Di sumatera, terjadi revolusi-revolusi sosial yang keras dan menentang elite-elite bangsawan. Di aceh prmusuhan sengit antara para pemimpin agama (ulama) dan para bangsawan birokrat (uleebalang) mengakibatkan timbulnya suatu perubahan yang permanen di tingkat elite. Banyak uleebalang yang mengharapkan kembalinya Belanda, dan puncaknya meletuslah perang saudara. Para uleebalang gagal untuk melaksanakan suatu perlawanan terpadu terhadap kekuatan-kekuatan pro-republik yang dipimpin oleh para ulama.

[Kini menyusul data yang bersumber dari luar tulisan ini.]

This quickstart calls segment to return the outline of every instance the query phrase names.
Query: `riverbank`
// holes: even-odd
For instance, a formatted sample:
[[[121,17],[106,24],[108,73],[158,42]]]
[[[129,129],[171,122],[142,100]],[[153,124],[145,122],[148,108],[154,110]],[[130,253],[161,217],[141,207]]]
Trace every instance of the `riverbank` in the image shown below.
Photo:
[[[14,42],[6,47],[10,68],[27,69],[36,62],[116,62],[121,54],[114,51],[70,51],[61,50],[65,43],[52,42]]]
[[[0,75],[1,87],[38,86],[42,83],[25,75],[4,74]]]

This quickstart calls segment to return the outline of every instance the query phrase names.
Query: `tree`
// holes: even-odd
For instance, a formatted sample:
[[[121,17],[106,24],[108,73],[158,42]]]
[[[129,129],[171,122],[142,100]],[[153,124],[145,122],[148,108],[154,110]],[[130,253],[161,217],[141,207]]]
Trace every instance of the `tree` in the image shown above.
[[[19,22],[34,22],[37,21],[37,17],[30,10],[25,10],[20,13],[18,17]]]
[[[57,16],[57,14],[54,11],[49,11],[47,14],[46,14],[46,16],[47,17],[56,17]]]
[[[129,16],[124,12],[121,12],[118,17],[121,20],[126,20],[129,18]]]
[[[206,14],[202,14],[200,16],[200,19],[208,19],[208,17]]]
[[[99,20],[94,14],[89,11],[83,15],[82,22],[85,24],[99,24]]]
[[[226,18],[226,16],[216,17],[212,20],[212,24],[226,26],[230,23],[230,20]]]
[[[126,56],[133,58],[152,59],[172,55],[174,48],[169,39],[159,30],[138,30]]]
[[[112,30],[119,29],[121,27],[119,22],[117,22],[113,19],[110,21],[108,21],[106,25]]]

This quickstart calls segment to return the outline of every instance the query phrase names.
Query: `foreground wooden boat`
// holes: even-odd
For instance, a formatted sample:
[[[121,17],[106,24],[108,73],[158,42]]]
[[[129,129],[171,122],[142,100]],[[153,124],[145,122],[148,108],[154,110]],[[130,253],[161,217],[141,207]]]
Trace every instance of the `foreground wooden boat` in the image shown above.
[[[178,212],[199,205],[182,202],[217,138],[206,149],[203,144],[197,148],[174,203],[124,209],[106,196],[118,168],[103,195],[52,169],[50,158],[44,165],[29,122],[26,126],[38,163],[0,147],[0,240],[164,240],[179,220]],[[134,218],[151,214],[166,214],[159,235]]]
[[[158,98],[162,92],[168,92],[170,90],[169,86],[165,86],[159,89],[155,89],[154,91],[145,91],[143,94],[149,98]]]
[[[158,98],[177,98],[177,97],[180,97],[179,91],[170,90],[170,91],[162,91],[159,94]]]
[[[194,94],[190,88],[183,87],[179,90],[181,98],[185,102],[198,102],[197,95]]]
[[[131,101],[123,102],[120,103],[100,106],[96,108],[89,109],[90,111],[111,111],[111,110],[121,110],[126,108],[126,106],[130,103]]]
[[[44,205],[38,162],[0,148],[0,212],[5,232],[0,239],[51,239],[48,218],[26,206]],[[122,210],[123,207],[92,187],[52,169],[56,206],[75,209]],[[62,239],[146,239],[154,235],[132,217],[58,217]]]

Aceh dengan ideology islam, menjadi wilayah yang paling stabil di Indonesia selama masa revolusi.
Di sumatera timur, kelompok-kelompok bersenjata yang sebagian besar terdiri dari orang-orang batak dan dipimpin oleh kaum kiri, menyerang raja-raja batak pada bulan maret 1946. Penangkapan-penangkapan dan perampokan-perampokan terhadap para raja segera berubah menjadi pembantaian yang mengakibatkan tewasnya beratus-ratus bangsawan sumatera Timur, diantaranya adalah Amir Hamzah. Para politisi republik setempat serta satuan-satuan tentara setempat menentang tindak kekerasan ini, dan pada akhir bulan April para pemimpin terkemuka revolusi sosial berdarah ini ditangkap, tetapi sebagian dapat menyelamatkan diri dalam persembunyian. Perpecahan-perpecahan di dalam tubuh/kekuatan-kekuatan revolusi di sumatera timur tampak jelas dengan penindasan terhadap revolusi sosial tersebut. Semetara itu, perpecahan di kalangan elite revolusi di jawa menjadi semakin tegang ketika partai-partai politik terbentuk. Partai-partai yang penting pada masa revolusi diantaranya: PKI (Partai komunis Indonesia), Pesindo (pemuda sosialis indonesia), Masyumi, dan PNI (partai nasional Indonesia).
Semangat revolusi juga terlihat di dalam kesusastraan dan kesenian. Surat-surat kabar dan majalah-majalah republik bermunculan di banyak daerah, terutama di Jakarta, Yogyakarta dan Surakarta. Keseluruhan suatu generasi satrawan pada umumnya dinamakan angkatan 45, yaitu orang-orang yang daya kreatifnya memuncak pada zaman revolusi.


DAFTAR PUSTAKA
Kahin, George McTurnan. 1995. Nasionalisme dan Revolusi di Indonesia. Surakarta: UNS Press.
Moedjanto. 1993. Indonesia Abad ke-20. Yogyakarta: Kanisius.
Ricklefs. 1991. Sejarah Indonesia Modern. Yogyakarta: Gajah Mada University Press.
Utomo, Cahyo Budi. 1995. Dinamika Pergerakan Kebangsaan Indonesia. Semarang: IKIP Semarang Press.